Pasaba de todo un poco. Los ojos, de por sí grandes, de mi nieta se tornaron enormes como luceros de noche sin luna. La imagen del mar la hipnotizó y, a la vez, la amedrentó. Mi nieto, aunque ya tenía alguna experiencia en la playa, corrió a preguntarme: ¿Gramma, de donde sale el mar? La inocencia de su pregunta me llenó de ternura. Mi hija, acompañada por sus primos que se han convertido en sus dos hermanitos menores, tomaba fotos con el entusiasmo de quien por primera vez contempla el océano.

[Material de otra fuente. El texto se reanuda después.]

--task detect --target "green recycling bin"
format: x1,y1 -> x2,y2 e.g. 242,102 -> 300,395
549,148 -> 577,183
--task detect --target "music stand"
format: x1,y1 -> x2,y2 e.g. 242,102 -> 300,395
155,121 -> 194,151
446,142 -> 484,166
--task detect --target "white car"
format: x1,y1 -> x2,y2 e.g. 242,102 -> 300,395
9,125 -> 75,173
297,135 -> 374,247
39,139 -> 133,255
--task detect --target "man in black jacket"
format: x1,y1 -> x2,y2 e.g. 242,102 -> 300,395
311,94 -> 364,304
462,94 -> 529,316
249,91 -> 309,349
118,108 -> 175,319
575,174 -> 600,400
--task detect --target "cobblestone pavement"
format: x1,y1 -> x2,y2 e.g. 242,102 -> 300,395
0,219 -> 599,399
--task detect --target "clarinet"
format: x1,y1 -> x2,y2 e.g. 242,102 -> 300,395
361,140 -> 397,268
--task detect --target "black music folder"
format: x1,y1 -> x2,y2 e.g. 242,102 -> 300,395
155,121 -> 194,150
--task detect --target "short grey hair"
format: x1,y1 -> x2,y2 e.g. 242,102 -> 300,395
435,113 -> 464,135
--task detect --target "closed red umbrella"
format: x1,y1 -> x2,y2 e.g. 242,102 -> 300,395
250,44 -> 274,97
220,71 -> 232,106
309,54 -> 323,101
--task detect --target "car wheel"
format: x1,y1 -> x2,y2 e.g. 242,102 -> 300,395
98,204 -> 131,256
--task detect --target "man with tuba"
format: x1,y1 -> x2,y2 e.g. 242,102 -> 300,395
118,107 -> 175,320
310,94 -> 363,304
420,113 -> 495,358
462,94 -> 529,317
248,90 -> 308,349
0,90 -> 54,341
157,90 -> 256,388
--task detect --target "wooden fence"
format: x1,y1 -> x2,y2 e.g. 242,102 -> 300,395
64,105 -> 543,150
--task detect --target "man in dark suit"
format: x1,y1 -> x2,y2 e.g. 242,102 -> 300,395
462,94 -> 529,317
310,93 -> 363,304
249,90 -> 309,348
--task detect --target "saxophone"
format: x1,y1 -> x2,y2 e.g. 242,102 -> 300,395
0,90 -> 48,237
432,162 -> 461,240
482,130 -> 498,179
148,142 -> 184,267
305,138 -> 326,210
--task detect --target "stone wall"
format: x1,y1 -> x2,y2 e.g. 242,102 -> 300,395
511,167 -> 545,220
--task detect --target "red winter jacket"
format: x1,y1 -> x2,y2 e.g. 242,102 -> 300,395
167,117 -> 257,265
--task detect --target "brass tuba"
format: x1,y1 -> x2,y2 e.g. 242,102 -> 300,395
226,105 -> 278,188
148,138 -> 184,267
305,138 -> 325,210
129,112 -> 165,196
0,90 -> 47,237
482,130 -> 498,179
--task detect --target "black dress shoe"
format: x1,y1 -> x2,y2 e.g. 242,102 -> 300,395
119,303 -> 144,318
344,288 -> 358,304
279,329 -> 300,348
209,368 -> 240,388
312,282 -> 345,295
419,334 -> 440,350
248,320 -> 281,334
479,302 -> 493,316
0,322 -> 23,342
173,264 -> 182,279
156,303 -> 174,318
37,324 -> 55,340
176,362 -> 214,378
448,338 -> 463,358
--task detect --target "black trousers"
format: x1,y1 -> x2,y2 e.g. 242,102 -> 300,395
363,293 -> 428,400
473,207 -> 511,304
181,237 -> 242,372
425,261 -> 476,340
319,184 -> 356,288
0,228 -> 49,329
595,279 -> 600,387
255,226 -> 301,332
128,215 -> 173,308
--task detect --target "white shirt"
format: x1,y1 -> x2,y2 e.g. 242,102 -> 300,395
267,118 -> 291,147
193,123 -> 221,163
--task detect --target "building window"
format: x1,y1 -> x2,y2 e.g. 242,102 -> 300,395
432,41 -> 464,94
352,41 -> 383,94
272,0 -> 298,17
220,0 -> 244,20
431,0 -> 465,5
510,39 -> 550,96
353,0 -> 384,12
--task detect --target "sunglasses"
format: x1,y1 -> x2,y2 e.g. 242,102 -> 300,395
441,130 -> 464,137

El viento que soplaba sin cesar, logró llevar a mi nietecita hasta mis brazos pues la arena en su piel tenía el efecto de dardos de cerbatana mientras mi nieto se atrincheraba bajo la carpa más alejada del reventar de las olas.
La tarde no prometía mucho para los chiquitines y los mayores parecían estar dispuestos a terminarla pronto. Pero, como sucede frecuentemente, un pequeño evento dio un giro a la convivencia. Mi nieto, sorprendido por una ola, terminó bañado de cabeza a pies haciéndonos reír. Y, a pesar de sus temores iniciales, el chapuzón lo animó a tomar unos pasos para acercarse al mar. La pequeña, imitando el valor de su hermano, comenzó a corretear entre el jolgorio de los demás que comenzaron a juguetear con las olas tratando de evitar que los alcanzara. Del juego con el agua siguieron las guerritas con arena húmeda y, en unos minutos, la playa entintada con el dorado atardecer se estremecía entre las risas de chicos y grandes.
Mis cuerpo no sólo se llenaba de aire de mar, también se rejuvenecía por el sonar de aquellas risas retozando entre el vaivén acuático. Ante mis ojos vi desaparecer la frontera de las edades de los míos por la magia de la felicidad compartida. No había más adultos, niños o adolescentes sino sólo un puñado de seres radiantes de alegría.
A mis cincuenta y uno, puedo sentir como el gozar de mis amados aligera mis huesos y me devuelve el brío de los tiempos en que, lograr saltar sobre una ola, lo justificaba todo.